TCP's ALASKA: SUMMER

It's officially summer in the Last Place You'd Ever Want To Live Frontier. This means that yahoos from the lower 48 in rental Winnebagos are streaming in by the duh-full to catch salmon on the Kenai River. The contempt felt by the locals toward these fair-weather (for here, anyway) visitors is palpable. I find this odd, since many of the locals got their start this way, or at least their parents did. There is something very territorial in Alaskans, even if they just arrived themselves. They call those who haven't survived a winter here cheechakos, which is an Aleut word that means "haole". As it is in Hawaii, my status is somewhere to the left of cheechako/haole and to the right of sourdough/kama'aiana. Well, I'll never be a kama'aina in Hawaii. Once a haole, always a haole.

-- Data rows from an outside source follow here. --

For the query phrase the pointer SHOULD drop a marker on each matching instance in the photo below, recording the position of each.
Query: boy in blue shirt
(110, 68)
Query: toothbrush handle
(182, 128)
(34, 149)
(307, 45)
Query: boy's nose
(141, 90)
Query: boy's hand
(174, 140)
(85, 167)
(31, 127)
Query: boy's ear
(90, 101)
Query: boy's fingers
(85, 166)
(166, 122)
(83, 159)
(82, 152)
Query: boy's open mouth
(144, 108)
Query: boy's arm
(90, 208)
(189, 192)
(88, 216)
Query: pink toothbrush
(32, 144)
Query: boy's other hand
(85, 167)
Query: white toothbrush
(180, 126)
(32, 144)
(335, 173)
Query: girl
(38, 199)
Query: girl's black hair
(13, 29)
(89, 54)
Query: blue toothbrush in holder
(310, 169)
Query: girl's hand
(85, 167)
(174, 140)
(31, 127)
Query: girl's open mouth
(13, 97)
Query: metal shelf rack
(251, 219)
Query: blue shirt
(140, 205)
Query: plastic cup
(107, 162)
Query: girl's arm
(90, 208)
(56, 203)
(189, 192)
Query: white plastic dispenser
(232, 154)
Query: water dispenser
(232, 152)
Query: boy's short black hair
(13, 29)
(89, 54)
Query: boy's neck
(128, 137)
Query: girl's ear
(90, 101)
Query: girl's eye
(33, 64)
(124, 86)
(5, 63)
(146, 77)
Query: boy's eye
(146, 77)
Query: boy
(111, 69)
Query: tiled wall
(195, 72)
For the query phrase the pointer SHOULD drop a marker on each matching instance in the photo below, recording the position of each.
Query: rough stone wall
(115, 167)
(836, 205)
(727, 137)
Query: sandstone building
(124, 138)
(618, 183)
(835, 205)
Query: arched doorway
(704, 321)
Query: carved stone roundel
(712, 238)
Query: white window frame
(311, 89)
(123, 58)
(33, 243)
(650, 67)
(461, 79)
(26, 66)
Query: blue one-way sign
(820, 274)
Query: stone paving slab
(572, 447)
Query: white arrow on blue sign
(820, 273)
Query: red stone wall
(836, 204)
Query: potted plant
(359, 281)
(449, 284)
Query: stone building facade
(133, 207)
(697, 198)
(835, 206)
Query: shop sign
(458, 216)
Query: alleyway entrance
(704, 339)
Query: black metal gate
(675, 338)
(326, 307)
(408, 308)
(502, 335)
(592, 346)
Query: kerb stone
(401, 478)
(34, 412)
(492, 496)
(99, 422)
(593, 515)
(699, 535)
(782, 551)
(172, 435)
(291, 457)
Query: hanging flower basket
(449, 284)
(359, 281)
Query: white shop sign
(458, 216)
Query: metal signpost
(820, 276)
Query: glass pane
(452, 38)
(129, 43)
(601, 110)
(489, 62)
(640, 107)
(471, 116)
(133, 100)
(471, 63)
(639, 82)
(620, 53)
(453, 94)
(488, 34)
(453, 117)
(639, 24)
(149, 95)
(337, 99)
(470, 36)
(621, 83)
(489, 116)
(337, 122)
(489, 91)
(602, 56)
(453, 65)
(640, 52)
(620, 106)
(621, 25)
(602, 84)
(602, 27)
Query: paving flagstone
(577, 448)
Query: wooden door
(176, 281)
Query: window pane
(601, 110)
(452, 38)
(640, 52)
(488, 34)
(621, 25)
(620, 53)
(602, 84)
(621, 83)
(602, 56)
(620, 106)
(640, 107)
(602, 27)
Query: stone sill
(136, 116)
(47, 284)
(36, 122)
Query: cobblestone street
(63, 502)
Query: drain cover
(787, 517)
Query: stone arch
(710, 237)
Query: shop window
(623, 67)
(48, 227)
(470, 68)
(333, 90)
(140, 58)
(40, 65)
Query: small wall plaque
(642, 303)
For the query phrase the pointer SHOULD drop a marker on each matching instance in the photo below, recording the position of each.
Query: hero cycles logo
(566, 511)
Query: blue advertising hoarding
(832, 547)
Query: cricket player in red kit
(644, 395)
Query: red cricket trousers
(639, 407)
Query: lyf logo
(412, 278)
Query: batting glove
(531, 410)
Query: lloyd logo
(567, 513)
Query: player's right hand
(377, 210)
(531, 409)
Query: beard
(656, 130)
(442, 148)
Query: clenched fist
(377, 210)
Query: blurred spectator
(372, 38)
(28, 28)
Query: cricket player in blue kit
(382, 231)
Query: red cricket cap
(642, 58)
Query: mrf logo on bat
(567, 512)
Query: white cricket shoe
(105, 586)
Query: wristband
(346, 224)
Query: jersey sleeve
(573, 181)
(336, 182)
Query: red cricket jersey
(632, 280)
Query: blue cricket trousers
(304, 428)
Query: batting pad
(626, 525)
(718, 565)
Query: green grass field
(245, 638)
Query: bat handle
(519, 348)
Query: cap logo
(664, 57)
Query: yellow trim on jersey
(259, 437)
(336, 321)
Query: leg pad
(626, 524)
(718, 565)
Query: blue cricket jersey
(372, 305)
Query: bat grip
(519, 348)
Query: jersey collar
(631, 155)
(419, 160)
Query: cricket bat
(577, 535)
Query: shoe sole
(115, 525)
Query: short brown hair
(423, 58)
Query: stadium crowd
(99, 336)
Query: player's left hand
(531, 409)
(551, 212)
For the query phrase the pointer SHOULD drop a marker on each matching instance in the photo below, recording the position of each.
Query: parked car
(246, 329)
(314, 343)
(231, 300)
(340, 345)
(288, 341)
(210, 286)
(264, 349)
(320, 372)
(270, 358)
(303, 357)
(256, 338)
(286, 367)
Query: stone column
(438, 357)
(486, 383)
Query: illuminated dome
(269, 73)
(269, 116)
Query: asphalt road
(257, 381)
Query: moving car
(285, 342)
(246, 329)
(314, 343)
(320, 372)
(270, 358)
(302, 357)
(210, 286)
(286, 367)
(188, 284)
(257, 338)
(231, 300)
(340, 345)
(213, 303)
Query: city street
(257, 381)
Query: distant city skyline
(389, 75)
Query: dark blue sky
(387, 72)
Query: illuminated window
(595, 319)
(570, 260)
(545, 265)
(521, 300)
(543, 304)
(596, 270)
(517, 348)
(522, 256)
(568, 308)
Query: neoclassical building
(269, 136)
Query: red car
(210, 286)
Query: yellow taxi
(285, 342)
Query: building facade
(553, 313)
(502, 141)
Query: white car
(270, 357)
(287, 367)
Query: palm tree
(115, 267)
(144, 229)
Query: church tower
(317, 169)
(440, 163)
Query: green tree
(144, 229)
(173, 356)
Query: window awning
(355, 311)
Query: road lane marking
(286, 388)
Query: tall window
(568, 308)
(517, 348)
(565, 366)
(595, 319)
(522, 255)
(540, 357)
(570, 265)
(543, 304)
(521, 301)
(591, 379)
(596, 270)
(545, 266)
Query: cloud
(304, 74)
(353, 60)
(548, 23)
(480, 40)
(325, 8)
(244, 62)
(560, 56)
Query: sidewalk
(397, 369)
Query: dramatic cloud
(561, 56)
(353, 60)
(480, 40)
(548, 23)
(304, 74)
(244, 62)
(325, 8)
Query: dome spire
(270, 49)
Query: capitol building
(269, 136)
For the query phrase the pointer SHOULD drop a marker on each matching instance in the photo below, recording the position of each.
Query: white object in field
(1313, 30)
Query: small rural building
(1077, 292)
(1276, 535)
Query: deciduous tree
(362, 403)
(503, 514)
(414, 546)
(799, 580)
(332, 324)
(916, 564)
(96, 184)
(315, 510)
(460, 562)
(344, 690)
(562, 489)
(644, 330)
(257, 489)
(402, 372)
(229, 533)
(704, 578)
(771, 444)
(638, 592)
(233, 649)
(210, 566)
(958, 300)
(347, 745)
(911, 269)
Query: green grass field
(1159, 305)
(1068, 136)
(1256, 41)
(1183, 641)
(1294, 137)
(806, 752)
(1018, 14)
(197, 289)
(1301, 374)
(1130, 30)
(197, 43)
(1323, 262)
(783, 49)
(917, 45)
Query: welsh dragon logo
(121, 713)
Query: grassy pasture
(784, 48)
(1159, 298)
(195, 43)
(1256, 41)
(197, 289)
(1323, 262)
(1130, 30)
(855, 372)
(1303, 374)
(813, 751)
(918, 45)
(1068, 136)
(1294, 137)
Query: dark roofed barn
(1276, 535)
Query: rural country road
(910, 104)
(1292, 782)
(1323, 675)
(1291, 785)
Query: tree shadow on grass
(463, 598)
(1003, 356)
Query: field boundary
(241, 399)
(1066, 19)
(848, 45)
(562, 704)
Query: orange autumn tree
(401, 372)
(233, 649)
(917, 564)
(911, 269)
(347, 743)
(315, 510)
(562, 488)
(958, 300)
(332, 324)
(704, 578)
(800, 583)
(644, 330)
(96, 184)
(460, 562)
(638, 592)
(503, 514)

I've been here three months now, and my project hasn't even started, which is very disconcerting. I've been trying to get out ahead of things, nonetheless, and as of Friday we issued the PO to our vendor, which I hope means that things should start picking up. From tomorrow to the middle of December should be a long, boring slog of meetings, e-mails, designs, drawings, revisions, more revisions, even more revisions, even more even more revisions. and them some actual work, all happening as the daylight hours get shorter and shorter very quickly. It'll be fun when the vendor folks are in town and we can get free lunches and the occasional free dinner, and sit around bullshitting about our respective companies and management.

Hey, there goes a Winnebago with a moose laying across the windshield!